A respeito, o Conselho Municipal parisiense tenta derrubar a proibição de Sarkozy e está pronto para implantar uma narcossala piloto em Paris. Para os membros das respeitadas e francesas Associação Nacional para a Prevenção do Álcool e das Dependências (Anpaa) e Associação para a Redução de Riscos (AFR), a “história epidemiológica e a experiência clínica demonstram que o projeto de uma sociedade sem consumo de drogas é ilusório. As posturas proibicionistas e repressivas são inócuas-. Isso porque a cura raramente se dá apenas com a abstinência”. A abstinência, frisaram, causa exclusão. Ou seja, afasta dos sistemas de proteção e de acompanhamento uma parcela frágil e frequentemente marginalizada de consumidores- de drogas.
Barre Simousse recomenda a adoção da política de Frankfurt implementada em 1994, ao enfrentar o problema representado por 6 mil drogados que vagavam pelas ruas.
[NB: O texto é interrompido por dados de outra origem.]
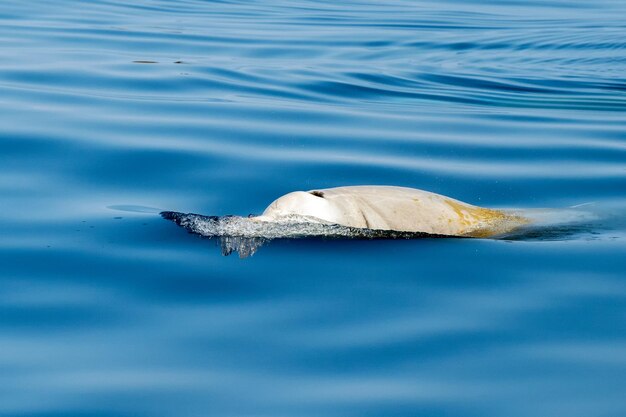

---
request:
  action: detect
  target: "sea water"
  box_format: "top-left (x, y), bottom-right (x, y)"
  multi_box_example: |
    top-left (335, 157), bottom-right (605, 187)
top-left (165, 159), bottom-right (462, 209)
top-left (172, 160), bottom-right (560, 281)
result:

A experiência espalhou-se por outras oito cidades alemãs e vários países-, como Suíça e Espanha, aderiram aos ambientes fechados de consumo. Nos EUA, existem salas seguras para uso de metadona, droga substitutiva à heroína.
Com as narcossalas de Frankfurt, o número de dependentes caiu pela metade até 2003. Os hospitais e os postos de saúde, antes delas, atendiam 15 casos graves por dia, com um custo estimado de 350 euros por intervenção.
O sistema alemão de Frankfurt oferece acolhida aos que vivem marginalizados e em péssimas condições de saúde e econômicas. Sem dúvida, virou uma forma de aproximação, incluindo cuidados médicos, informações úteis e ofertas de formação profissional e de trabalho. Nas oito cidades alemãs e entre os usuários dos programas de narcossalas, caiu o índice de mortalidade em virtude da melhora da qualidade de vida. -E pesquisas anuais sepultaram a tese de que as narcossalas poderiam estimular os jovens a ingressar no mundo das drogas.
As federações do comércio e da indústria alemãs apoiam os programas de narcossalas com 1 milhão de euros. E ninguém esquece a lição do professor Uwe Kemmesies, da Universidade- de Frankfurt: “Podemos reconhecer que a oferta de salas seguras para o consumo de drogas melhorou a expectativa e a qualidade de vida de muitos toxicodependentes que não desejam ou não conseguem abandonar as substâncias”.